そういえばブラッドソードは暗黒勇者に貸したままだし、バタフライエッジアグリアスも預からせているようだし、いざ武器が手元に無くなると落ち着かないな。
幸い俺の場合は謎空間に放り込んでおけばいいし、此処を出たら何かしら予備の武器を見繕う必要がありそうだ。
紺藍のマントを羽織り準備を完了すると、エニュオに続いて部屋から出た。
部屋と同様の白を基調とした廊下には等間隔で槍を携え剣を帯びた衛兵がおり、そのほとんどがちらと俺を見る。
やはり黒髪黒目は勇者という定説で反応してしまうのだろうか。
しばらく進み、巨大な扉が見えてきた。
ううむ、地上を思い出して嫌な気分になってきた。
「ライ殿をお連れしました」
それだけ言って、エニュオはずかずかと入って行った。
えらく適当だが、謁見の間はこれまた白い部屋で赤い絨毯が敷かれており雰囲気は満点だ。
ヴァリスタと共にエニュオについて行き、エニュオが片膝をついた所で俺達も立ち止まる。
ヴァリスタに関しては俺の見様見真似で緊張しているようだが、残念だったな、俺もエニュオの見様見真似だ。
エニュオを真似て適当に立膝をつくと、前方から張りのある声が轟いた。
「勇者よ、よく来たな! 面を上げよ!」
地上の黙して座していたスケルトン風髭親父と違って、王様っぽい台詞だな。
頭を上げると、そこには馬鹿でかい椅子に座した顎鬚を生やした中肉中背のおっさんが居た。
金髪碧眼に服は赤で、その外見はいかにも王様だ。
ステータスを見てみよう。
ボレアス・ミクトラン 人族 Lv.30
クラス 魔術師
HP 150/150
MP 600/600
SP 30
筋力 150
体力 150
魔力 600
精神 600
敏捷 150
幸運 300
スキル 風魔法 光魔法
ミクトラン王家じゃねえか。
これはまずいぞ。
いや、何か理由がありそうなトラロック家のエニュオの事もあるし、もしかすれば地上のそれとは別離したミクトラン家が地下を納めているだけかもしれない。
だが俺の中でのミクトランの印象は最悪だ。
とにかくミクトランという存在に目を付けられたくない。
「この度は私だけでなく奴隷にも分け隔てなく治療を施してくださった事、深く御礼申し上げます。しかし、恐れながら私は勇者ではな……」
いざ俺が視線を上げて話し始めると、金属質な騒音が謁見の間に響き渡り、視界の隅で黒い何かが乱舞する。

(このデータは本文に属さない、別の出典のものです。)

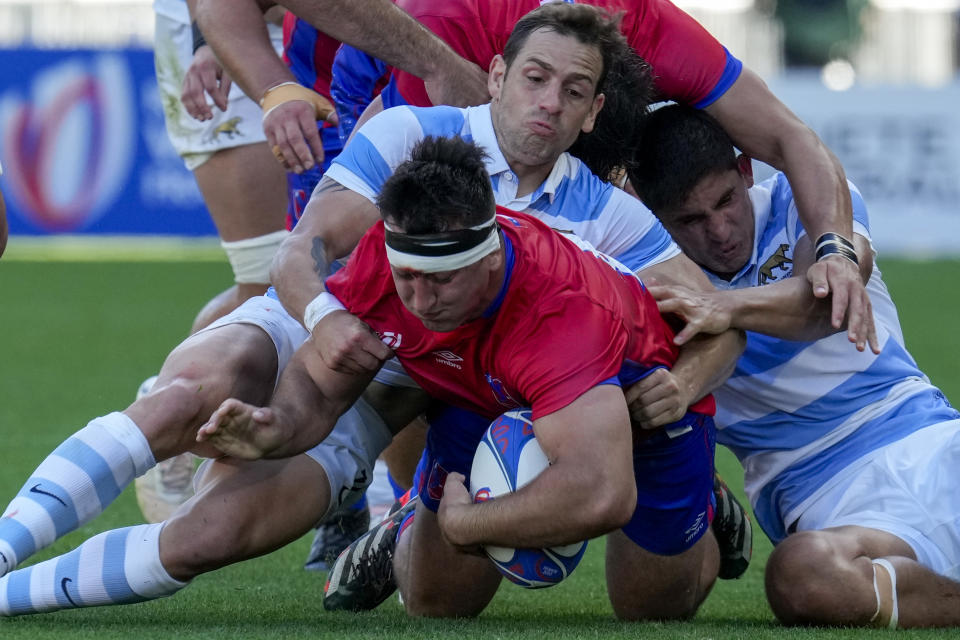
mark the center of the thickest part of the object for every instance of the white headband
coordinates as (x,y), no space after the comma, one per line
(447,251)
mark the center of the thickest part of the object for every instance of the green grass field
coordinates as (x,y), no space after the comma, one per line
(77,336)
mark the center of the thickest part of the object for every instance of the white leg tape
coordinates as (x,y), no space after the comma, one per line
(895,612)
(251,258)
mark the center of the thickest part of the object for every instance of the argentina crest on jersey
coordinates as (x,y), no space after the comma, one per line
(777,265)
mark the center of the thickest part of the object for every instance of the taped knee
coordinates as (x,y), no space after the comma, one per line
(251,258)
(885,588)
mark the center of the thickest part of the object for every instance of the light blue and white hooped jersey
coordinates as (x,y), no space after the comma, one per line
(570,199)
(797,413)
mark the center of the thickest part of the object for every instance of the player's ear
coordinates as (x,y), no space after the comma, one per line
(498,71)
(745,167)
(591,119)
(494,260)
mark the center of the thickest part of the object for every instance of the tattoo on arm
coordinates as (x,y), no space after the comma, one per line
(319,255)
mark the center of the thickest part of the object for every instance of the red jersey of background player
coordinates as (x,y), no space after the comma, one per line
(689,65)
(564,322)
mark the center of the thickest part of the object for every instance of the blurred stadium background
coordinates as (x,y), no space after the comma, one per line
(88,169)
(84,150)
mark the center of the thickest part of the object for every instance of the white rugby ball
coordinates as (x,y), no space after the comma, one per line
(508,458)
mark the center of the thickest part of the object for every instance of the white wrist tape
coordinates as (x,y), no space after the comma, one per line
(895,611)
(321,306)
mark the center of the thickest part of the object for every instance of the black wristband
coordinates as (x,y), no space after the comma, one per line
(198,40)
(834,238)
(830,248)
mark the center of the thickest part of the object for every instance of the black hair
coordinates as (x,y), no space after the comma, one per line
(628,95)
(677,147)
(443,186)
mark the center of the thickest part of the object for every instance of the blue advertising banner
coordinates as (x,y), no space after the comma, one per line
(84,148)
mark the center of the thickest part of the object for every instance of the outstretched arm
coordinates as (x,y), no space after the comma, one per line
(786,309)
(309,399)
(375,26)
(589,445)
(764,128)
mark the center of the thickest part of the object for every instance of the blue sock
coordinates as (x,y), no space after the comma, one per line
(73,485)
(115,567)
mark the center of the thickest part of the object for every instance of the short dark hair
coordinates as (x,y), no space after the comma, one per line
(677,147)
(629,93)
(443,186)
(589,25)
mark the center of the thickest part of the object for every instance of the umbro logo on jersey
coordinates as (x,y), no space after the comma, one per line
(448,358)
(500,392)
(391,339)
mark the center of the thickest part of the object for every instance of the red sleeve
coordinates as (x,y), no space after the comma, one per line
(557,360)
(689,64)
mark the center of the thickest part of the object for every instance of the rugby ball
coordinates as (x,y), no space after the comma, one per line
(508,458)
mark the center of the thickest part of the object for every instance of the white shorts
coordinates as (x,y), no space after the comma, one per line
(910,489)
(350,452)
(193,140)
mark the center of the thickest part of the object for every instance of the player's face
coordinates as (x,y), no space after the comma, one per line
(715,226)
(446,300)
(546,97)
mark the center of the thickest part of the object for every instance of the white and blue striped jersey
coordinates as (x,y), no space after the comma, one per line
(570,199)
(797,413)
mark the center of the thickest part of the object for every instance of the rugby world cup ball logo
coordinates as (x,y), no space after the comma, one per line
(68,139)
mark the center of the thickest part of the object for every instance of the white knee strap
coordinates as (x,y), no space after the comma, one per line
(251,258)
(895,612)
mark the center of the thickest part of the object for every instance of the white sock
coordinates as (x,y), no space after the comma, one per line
(72,486)
(115,567)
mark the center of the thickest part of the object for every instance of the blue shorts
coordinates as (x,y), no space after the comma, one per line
(674,475)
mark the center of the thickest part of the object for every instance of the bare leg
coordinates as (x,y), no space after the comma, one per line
(435,579)
(646,586)
(245,190)
(244,510)
(826,578)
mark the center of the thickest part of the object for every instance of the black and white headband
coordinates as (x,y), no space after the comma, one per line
(445,251)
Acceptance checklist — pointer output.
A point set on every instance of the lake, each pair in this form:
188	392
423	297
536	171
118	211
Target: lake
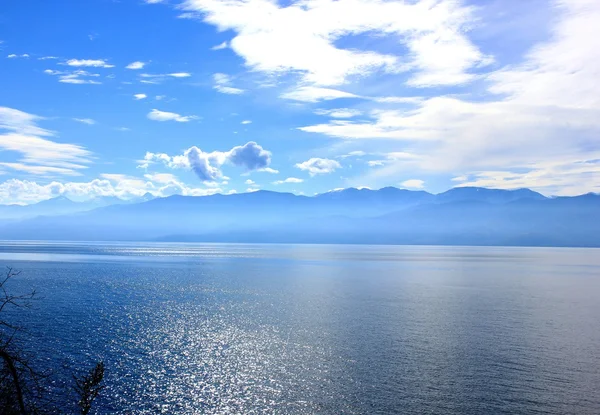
317	329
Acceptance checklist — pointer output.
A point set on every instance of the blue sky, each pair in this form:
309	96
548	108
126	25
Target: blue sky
120	98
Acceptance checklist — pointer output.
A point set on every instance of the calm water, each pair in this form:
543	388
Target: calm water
286	329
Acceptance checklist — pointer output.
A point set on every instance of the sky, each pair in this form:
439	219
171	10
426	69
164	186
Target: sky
196	97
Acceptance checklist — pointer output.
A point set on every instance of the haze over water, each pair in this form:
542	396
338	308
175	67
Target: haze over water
327	329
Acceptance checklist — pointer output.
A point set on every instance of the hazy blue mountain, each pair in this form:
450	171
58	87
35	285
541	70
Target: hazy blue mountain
461	216
486	195
62	205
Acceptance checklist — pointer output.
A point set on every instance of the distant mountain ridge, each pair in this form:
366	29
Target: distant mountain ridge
62	205
464	215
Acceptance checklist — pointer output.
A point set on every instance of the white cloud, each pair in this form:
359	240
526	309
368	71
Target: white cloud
161	76
301	38
220	46
223	84
315	94
413	184
288	180
20	133
74	77
157	115
87	121
339	112
136	65
268	170
116	185
95	63
207	166
316	166
543	111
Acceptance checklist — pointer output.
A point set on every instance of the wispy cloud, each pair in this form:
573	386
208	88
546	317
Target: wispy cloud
14	56
413	184
20	133
302	38
220	46
78	77
94	63
157	115
87	121
136	65
223	84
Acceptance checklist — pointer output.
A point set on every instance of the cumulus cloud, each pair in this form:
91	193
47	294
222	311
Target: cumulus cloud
316	166
316	94
207	166
157	115
136	65
116	185
220	46
223	84
288	180
40	155
95	63
15	56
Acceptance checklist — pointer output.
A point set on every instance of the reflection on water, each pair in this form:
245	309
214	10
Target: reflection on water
288	329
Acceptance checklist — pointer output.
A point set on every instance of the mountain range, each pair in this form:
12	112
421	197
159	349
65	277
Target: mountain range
459	216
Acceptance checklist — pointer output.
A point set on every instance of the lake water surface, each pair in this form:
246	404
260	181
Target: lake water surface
310	329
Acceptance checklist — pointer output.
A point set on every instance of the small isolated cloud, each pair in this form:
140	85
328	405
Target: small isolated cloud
316	94
339	112
413	184
268	170
220	46
77	77
87	121
14	56
316	166
157	115
288	180
94	63
223	84
136	65
376	163
207	166
161	76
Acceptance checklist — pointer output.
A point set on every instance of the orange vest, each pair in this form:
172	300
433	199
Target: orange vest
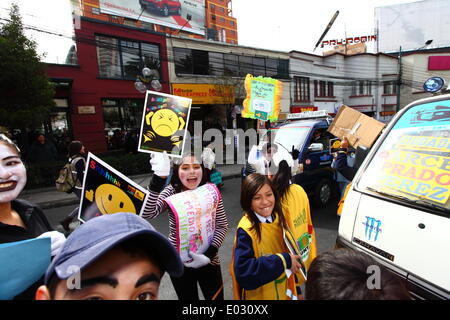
295	206
341	202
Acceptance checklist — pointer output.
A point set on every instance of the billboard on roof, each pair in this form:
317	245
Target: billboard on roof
186	14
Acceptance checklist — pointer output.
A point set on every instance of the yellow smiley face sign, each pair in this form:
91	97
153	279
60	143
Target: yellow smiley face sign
165	122
111	199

よく見ると、隅に控えていた全身暗黒甲冑の――暗黒勇者が手を振っていた。
謁見の場で何を考えているのか。
すると、暗黒ヘルムにくぐもる声で話しかけて来た。
「お久しぶりです、清掃員さん!」
「私は冒険者ギルド所属の冒険者ライです」
「何か言いましたか、清掃員さん!?」
「……」
もうやだ暗黒勇者。
今の俺はメインジョブ冒険者で、サブジョブパーティ編成職人のライなのだ。
ここに来て暗黒勇者というまさかの刺客。
あの暗黒ヘルム引っぺがしてやりたい。
参ったな、これは参ったぞ。
ボレアスが顎鬚を弄りながら俺を見る。
「ふむ……」
暗黒勇者がどうして此処に所属しているのかはわからないが、俺を清掃員と呼ぶという事は確実に日本人、そしてあの高校の者だ。
地下で召喚されたのか俺と同様に巻き込まれたのかは定かではないが、この脳筋暗黒騎士が勇者である事は、少なくとも此処の連中には周知の事実。
というか勇者として連中に馴染んでいるのではないだろうか。
先の闘いでも脳筋十三騎士団として魔族相手に共闘し、脳筋円卓攻撃を仕掛けて仲良く爆散していたし。
「お主……」
俺達と同じタイミングで召喚されたのだとしたら、暗黒勇者もまたこの世界に来て十日程度だ。
そしてその暗黒勇者に至っては、街よりもこの城で生活していた期間の方が長い可能性だってある。
であればその間に知人となれる者などごく限られる。
そんな暗黒勇者と俺が知り合いで、黒髪黒目という事はだ――。
「やっぱり勇者じゃないか」
こうなる訳である。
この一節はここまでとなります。